Publié le 2025-10-21 15:32:00. De nouveaux détails sur le bail du Prince Andrew au Royal Lodge de Windsor révèlent des paiements initiaux massifs qui expliquent comment le duc d’York peut maintenir son style de vie malgré la perte de ses engagements royaux et les controverses entourant sa relation avec Jeffrey Epstein.
- Le Prince Andrew a versé environ 8 millions de livres sterling (environ 9,3 millions d’euros) en paiement forfaitaire pour un bail de 75 ans du Royal Lodge, s’acquittant ainsi de son loyer futur et couvrant des rénovations substantielles.
- Ce montage financier, scellé en 2003, lui permet de résider dans la propriété de 30 pièces sans payer de loyer annuel symbolique depuis, alors qu’il a renoncé à ses titres royaux la semaine dernière.
- La structure du bail, qualifié de « grain de poivre » (un montant symbolique), et les clauses de remboursement potentiel en cas de départ anticipé, expliquent sa réticence à quitter le domaine.
Ces révélations surviennent dans un contexte de controverse accrue entourant le prince Andrew, notamment suite aux nouvelles allégations d’abus sexuels formulées par Virginia Giuffre dans ses mémoires posthumes. Bien que le prince Andrew ait toujours nié ces accusations, la question de son indépendance financière et de son train de vie, même en tant que membre non actif de la famille royale, se pose avec acuité.
Le bail du Royal Lodge, une résidence classée Grade II sur le domaine de Windsor, a été signé en 2003 avec le Crown Estate, une société immobilière indépendante appartenant à la Couronne. L’accord initial impliquait un loyer théorique de 260 000 livres sterling par an. Les paiements forfaitaires effectués par le prince Andrew couvraient l’équivalent d’environ 33 années de ce loyer, rendant les années suivantes effectivement gratuites. Les rénovations, initialement prévues à 5 millions de livres sterling, ont finalement coûté au prince plus de 7,5 millions de livres sterling, selon un rapport du National Audit Office (NAO).
Le bail impose également au prince Andrew la responsabilité de l’entretien du Royal Lodge, y compris la maçonnerie extérieure et la peinture intérieure, ainsi que l’entretien des jardins. Des clauses spécifiques interdisent notamment l’atterrissage d’hélicoptères et l’organisation de jeux sur la propriété.
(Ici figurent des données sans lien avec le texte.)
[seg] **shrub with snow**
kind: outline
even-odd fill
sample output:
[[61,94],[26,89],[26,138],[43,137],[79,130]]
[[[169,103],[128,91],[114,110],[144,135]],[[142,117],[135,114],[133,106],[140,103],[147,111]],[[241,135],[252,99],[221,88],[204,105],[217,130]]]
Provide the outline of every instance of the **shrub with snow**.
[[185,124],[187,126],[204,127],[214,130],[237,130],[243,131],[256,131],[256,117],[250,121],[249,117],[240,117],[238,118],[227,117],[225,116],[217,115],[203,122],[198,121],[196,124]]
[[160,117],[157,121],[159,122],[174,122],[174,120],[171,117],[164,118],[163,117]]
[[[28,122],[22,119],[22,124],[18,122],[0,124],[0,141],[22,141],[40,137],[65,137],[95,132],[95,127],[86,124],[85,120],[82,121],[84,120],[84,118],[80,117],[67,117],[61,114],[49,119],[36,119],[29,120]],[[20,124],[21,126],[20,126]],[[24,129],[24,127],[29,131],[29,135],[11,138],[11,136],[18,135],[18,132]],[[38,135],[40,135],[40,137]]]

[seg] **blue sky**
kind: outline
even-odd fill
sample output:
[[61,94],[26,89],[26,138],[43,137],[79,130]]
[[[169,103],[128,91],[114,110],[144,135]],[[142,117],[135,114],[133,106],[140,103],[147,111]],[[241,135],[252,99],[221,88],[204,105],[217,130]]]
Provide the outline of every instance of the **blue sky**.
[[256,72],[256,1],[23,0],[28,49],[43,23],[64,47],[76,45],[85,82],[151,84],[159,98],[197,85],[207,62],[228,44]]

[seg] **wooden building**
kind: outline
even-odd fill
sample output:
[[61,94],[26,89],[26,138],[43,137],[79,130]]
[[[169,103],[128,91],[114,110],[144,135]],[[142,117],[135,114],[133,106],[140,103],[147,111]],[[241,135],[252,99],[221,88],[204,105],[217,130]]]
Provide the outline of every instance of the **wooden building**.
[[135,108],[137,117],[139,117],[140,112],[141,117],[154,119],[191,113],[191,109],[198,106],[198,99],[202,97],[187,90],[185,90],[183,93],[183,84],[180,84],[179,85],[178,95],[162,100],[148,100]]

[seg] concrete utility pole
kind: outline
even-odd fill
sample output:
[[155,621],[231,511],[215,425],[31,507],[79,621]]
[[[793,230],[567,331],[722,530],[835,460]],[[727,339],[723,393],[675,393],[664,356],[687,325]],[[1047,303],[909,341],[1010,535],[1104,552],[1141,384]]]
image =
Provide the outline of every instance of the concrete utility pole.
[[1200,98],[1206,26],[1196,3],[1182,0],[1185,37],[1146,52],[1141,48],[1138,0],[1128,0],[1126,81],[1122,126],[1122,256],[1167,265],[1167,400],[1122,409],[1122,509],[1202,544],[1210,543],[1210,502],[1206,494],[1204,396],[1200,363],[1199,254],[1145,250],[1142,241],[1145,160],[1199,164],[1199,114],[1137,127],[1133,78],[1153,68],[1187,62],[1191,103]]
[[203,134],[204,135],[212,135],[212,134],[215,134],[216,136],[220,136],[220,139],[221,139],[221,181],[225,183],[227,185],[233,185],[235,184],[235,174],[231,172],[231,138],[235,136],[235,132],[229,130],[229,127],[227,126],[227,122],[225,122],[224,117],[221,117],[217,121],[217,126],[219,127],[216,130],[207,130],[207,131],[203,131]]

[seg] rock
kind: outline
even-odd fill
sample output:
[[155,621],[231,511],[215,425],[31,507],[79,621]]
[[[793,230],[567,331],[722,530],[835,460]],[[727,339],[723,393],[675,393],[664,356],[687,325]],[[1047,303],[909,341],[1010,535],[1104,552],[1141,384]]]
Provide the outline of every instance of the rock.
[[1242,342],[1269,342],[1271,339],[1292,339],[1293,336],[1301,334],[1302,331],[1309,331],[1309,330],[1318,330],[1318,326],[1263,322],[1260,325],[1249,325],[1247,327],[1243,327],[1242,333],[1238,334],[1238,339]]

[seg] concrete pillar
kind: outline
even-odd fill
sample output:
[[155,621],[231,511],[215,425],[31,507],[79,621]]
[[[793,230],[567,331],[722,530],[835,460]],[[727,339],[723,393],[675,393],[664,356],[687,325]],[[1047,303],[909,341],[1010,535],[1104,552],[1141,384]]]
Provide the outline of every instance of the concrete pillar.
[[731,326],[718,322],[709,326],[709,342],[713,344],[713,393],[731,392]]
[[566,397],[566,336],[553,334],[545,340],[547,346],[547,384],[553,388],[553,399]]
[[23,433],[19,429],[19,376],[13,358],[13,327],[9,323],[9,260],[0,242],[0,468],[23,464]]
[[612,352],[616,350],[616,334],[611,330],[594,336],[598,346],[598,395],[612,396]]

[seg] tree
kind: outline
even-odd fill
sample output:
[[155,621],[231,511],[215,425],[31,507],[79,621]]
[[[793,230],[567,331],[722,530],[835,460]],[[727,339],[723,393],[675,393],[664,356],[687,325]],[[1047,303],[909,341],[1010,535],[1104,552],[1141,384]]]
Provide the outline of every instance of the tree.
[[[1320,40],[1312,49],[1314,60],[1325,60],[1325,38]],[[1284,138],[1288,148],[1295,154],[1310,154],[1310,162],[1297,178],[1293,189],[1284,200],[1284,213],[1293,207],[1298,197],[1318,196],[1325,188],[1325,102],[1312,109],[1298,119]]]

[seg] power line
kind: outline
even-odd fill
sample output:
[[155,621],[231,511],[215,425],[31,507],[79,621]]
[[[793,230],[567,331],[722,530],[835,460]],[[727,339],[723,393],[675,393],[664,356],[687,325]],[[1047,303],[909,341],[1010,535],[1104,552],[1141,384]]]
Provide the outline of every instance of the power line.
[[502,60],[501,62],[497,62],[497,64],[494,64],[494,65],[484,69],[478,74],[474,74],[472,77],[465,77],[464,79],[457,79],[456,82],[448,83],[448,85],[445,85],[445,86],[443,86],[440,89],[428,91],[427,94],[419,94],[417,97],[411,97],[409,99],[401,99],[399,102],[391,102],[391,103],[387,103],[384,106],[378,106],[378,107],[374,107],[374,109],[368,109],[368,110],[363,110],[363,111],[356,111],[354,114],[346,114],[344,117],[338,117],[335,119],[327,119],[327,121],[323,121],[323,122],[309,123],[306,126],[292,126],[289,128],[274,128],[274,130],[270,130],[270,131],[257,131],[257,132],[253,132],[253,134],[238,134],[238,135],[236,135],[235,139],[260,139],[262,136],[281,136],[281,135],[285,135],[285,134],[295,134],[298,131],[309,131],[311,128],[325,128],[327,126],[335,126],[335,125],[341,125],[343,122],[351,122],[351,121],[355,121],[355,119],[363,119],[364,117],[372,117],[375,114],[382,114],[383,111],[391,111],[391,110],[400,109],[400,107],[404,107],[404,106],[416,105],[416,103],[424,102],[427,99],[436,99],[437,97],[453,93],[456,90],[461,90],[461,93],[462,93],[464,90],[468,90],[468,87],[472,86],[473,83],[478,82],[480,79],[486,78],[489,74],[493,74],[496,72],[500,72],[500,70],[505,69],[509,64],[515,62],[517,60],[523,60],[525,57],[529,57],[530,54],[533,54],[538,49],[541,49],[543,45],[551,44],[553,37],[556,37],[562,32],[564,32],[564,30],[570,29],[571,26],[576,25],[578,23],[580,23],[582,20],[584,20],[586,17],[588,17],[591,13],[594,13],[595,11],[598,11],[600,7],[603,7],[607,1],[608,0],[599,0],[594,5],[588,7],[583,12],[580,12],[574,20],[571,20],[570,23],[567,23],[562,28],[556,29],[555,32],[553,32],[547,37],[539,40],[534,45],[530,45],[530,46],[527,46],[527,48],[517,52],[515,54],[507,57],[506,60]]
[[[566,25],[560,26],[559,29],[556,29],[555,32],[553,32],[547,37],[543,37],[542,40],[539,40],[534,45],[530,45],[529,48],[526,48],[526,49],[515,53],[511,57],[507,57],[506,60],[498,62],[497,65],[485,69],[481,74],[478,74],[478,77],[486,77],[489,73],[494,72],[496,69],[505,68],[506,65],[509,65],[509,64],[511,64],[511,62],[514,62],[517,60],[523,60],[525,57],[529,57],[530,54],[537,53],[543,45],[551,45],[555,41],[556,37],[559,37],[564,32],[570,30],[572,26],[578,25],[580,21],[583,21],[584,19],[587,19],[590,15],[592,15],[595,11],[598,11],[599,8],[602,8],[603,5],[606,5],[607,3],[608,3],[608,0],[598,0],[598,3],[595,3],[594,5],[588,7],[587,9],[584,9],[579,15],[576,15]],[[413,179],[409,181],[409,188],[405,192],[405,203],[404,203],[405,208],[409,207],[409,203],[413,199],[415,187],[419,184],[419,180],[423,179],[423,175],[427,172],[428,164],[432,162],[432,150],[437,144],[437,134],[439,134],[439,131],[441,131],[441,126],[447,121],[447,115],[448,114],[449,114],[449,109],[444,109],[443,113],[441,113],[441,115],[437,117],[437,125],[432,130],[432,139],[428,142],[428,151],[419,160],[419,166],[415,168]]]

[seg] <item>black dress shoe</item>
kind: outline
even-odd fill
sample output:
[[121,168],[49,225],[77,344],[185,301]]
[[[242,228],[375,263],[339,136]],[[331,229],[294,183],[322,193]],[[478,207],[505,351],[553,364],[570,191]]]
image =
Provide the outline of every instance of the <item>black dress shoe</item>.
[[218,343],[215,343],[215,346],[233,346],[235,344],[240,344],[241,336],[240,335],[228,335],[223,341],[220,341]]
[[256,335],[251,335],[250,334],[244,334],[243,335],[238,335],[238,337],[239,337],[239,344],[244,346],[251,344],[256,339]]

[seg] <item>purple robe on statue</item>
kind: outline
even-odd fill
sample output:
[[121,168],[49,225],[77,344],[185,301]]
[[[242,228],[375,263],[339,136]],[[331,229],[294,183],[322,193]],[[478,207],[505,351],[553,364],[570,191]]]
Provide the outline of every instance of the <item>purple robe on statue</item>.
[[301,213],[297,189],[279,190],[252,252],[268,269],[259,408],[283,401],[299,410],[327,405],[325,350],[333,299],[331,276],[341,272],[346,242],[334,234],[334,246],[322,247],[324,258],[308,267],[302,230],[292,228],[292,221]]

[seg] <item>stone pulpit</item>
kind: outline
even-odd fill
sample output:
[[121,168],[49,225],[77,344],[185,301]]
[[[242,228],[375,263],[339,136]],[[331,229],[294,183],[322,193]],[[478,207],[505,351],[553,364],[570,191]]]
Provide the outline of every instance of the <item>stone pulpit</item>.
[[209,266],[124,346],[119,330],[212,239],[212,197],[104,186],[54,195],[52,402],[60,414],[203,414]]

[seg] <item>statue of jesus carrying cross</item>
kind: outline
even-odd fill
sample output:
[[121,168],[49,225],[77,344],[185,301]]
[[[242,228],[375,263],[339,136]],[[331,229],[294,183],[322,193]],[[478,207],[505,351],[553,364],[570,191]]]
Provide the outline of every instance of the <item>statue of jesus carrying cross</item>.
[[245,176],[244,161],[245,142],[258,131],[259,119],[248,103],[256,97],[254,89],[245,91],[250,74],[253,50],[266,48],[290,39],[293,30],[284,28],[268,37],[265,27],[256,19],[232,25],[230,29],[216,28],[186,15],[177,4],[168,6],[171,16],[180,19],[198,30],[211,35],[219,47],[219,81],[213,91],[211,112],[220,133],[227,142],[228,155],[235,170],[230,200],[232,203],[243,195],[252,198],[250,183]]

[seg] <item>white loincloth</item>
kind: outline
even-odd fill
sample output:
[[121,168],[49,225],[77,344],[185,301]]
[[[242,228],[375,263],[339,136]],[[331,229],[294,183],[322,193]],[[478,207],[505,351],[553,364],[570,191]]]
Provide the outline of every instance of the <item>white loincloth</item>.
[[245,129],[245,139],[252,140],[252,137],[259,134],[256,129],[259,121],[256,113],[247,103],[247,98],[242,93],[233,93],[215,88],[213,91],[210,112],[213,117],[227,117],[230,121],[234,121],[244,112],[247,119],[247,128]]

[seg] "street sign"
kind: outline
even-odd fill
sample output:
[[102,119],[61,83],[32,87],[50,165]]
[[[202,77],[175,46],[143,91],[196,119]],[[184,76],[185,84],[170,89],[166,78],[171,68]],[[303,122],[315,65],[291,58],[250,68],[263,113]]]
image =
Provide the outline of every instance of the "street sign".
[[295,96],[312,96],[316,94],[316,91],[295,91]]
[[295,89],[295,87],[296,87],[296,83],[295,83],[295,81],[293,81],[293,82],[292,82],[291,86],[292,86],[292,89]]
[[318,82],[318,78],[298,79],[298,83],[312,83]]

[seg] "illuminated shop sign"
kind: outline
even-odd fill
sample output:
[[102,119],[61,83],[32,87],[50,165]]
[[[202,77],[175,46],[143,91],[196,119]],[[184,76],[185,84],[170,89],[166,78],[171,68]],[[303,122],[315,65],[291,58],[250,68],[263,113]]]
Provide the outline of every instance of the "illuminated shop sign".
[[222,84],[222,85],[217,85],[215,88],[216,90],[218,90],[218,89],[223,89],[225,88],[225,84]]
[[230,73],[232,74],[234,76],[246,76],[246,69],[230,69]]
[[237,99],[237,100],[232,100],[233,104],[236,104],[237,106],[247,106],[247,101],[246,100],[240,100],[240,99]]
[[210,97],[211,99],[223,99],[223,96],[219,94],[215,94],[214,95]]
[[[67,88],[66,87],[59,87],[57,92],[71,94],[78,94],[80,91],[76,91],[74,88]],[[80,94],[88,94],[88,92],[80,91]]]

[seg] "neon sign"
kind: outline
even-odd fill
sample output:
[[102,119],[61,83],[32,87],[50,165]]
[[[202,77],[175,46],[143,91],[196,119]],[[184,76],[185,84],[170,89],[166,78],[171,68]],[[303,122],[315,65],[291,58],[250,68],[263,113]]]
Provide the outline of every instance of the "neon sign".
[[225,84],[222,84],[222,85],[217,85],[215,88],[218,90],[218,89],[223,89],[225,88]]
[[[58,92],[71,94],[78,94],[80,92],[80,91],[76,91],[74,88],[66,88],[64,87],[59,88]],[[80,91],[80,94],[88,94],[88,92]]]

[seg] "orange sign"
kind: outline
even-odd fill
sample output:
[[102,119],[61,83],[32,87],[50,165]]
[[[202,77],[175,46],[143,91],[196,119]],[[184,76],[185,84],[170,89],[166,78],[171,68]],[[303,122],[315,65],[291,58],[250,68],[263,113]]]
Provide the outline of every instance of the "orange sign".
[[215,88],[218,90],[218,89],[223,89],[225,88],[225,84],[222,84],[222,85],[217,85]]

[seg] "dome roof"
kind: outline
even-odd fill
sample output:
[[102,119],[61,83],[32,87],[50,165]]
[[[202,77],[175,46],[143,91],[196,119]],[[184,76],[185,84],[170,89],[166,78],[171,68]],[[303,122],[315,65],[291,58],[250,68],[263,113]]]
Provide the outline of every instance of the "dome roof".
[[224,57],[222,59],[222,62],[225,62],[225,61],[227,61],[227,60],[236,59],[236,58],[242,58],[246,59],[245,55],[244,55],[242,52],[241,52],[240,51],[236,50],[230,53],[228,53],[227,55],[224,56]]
Ce montage était à l’époque jugé plus avantageux pour le contribuable que si la résidence avait été occupée sans contrepartie commerciale, et plus simple pour le Crown Estate compte tenu des impératifs de sécurité sur le domaine de Windsor.
La fin du soutien financier de la famille royale au prince Andrew, décidée par le Roi l’année dernière, soulève des interrogations sur la manière dont il couvre désormais des coûts tels que la sécurité et l’entretien de la propriété. L’accord de bail prévoit également une clause de remboursement partiel en cas de départ anticipé, dégressif avec le temps. Après plus de 22 ans dans les lieux, le montant récupérable a considérablement diminué. Le bail, qui court jusqu’en juin 2078, inclut la possibilité pour son ex-femme Sarah Ferguson, ainsi que pour leurs filles, les princesses Beatrice et Eugenie, de continuer à y résider.
Des voix politiques s’élèvent pour demander des comptes. La présidente du comité du Trésor des Communes, Dame Meg Hillier, a insisté sur la nécessité d’obtenir des réponses pour s’assurer qu’aucun denier public n’a été détourné. Le secrétaire d’État fantôme à la Justice, Robert Jenrick, a déclaré qu’il était temps pour le prince Andrew de « vivre en privé et de suivre sa propre voie ». Quant à la porte-parole des Libéraux-Démocrates, Lisa Smart, elle a estimé que le prince Andrew « devrait faire preuve de repentir en restituant chaque centime de loyer qu’il n’a pas payé tout en déshonorant sa fonction ».